Artificial intelligence is under more scrutiny after recent warnings from prominent figures like Professor Stephen Hawking that it could “spell the end of the human race”. The singularity is the name for the all-important moment when artificial intelligence advances beyond our own. This should not be feared, according to the technophiles like Ray Kurzweil.The breakthrough will bring the next step in the evolution of the planet, as machines learn to improve themselves and create unimaginable technologies. The possibilities that emerge with the development of artificial intelligence brought mixed responses from our diverse group. Although everyone could recognise the potential for new solutions to the global crises we are struggling to address, more hesitant participants highlighted the need to remain alert to all of the risks. There might be no chance to learn from errors, so most of the group favoured the precautionary principle that would place the burden of proof on scientists developing artificial intelligence to demonstrate it would not be harmful to people and planet.

The advances in biotechnology also divided opinion. The entire group acknowledged the benefits they could bring to global health. The mapping of the human genome and the ability to create synthetic DNA has already opened up possibilities for experimental therapies to help the millions of people worldwide suffering from Alzheimer’s disease. But there was a general unease among the group with the potential for powerful actors to use biotechnologies to manipulate the building blocks of life. A clear majority called for immediate steps towards regulation and agreed that we are less in need of new solutions to the challenges we face in the coming decades than the political will to implement our current solutions.

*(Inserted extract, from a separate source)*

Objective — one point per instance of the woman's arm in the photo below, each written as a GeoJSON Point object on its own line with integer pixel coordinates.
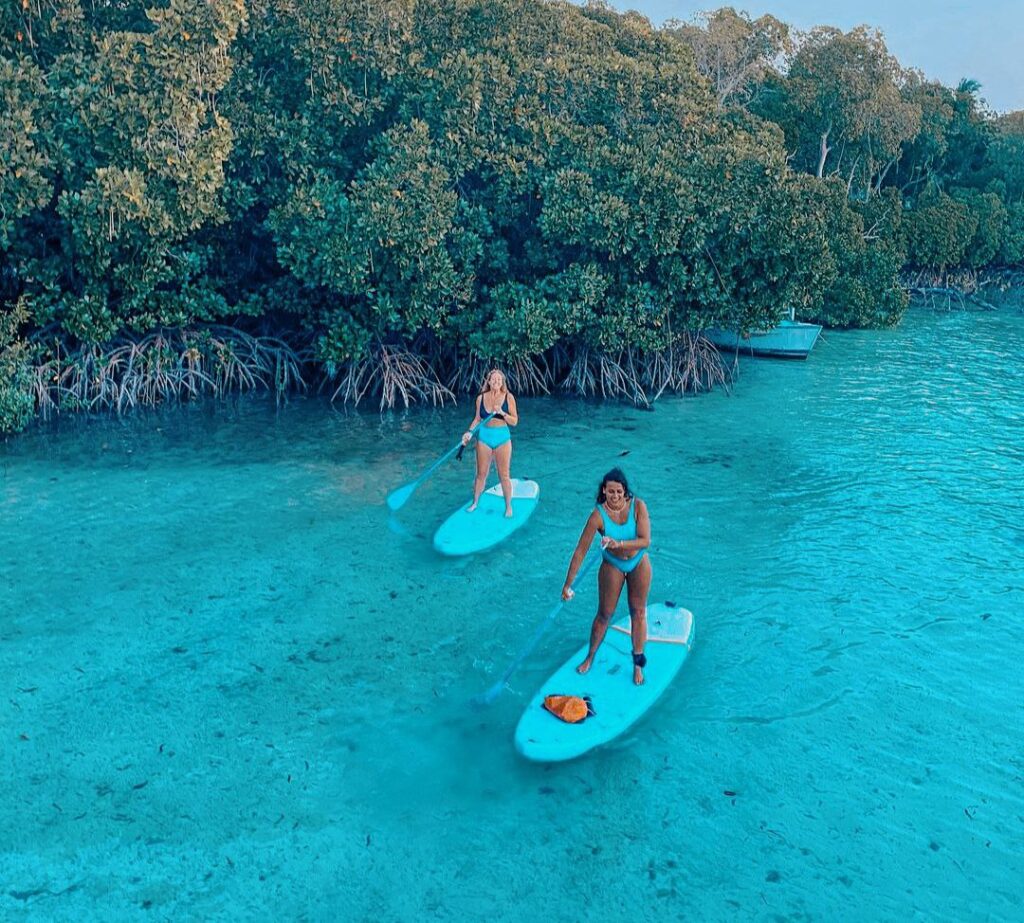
{"type": "Point", "coordinates": [589, 531]}
{"type": "Point", "coordinates": [467, 435]}
{"type": "Point", "coordinates": [512, 417]}
{"type": "Point", "coordinates": [643, 532]}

There was a more positive reception for the innovation in virtual technologies that promise a new era of human augmentation. The group discussed the problems that mobile technologies are now creating for individual wellbeing and social relations, but there was also recognition that we have learned to continually extend our bodies over generations, first with simple tools fashioned from our surroundings and then with increasing complexity and reach in the mechanical and electronic ages. There was a general interest in technologies introducing augmented realities, where users can access virtual data from the Internet superimposed upon our real environment. Advances in immersive virtual realities offered even more appeal as possibilities emerge for new spaces, in which to experience the lives of others. The ability to share our real worlds and dreams could be an important step forward in co-creating a better world.

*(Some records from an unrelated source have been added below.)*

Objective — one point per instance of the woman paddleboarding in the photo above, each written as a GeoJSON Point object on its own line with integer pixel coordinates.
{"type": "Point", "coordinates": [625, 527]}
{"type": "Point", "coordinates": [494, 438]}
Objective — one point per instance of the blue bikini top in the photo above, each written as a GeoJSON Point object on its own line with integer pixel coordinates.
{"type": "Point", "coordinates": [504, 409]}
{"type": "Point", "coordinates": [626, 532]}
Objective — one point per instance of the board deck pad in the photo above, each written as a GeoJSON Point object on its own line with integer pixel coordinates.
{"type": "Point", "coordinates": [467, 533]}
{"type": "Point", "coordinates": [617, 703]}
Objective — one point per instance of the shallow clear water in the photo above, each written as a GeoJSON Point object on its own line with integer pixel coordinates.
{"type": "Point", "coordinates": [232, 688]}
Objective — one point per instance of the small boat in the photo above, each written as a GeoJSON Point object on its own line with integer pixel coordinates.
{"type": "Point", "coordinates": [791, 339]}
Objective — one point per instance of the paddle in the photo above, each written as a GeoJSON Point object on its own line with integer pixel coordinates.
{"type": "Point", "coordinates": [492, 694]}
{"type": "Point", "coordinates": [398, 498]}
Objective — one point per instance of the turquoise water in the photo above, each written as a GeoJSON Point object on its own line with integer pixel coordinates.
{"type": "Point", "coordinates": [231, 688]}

Our Future Day seemed to show a shared sense of the world we want to head towards, but the conversation also revealed a broad spectrum of opinion on the paths we will need to take. There was a clear agreement in the need for more conversations about significant technological developments and their impact on our work for social and environmental change. “The future influences the present just as much as the past,” declared the philosopher, Friedrich Nietzsche. The way in which we envision alternative futures can shape the steps we take today to realise the world we want. Coming together to share thoughts and listen to diverse ideas must be an important element of this way. If we extend further invitations to imagine new worlds together then surely the future itself has a future.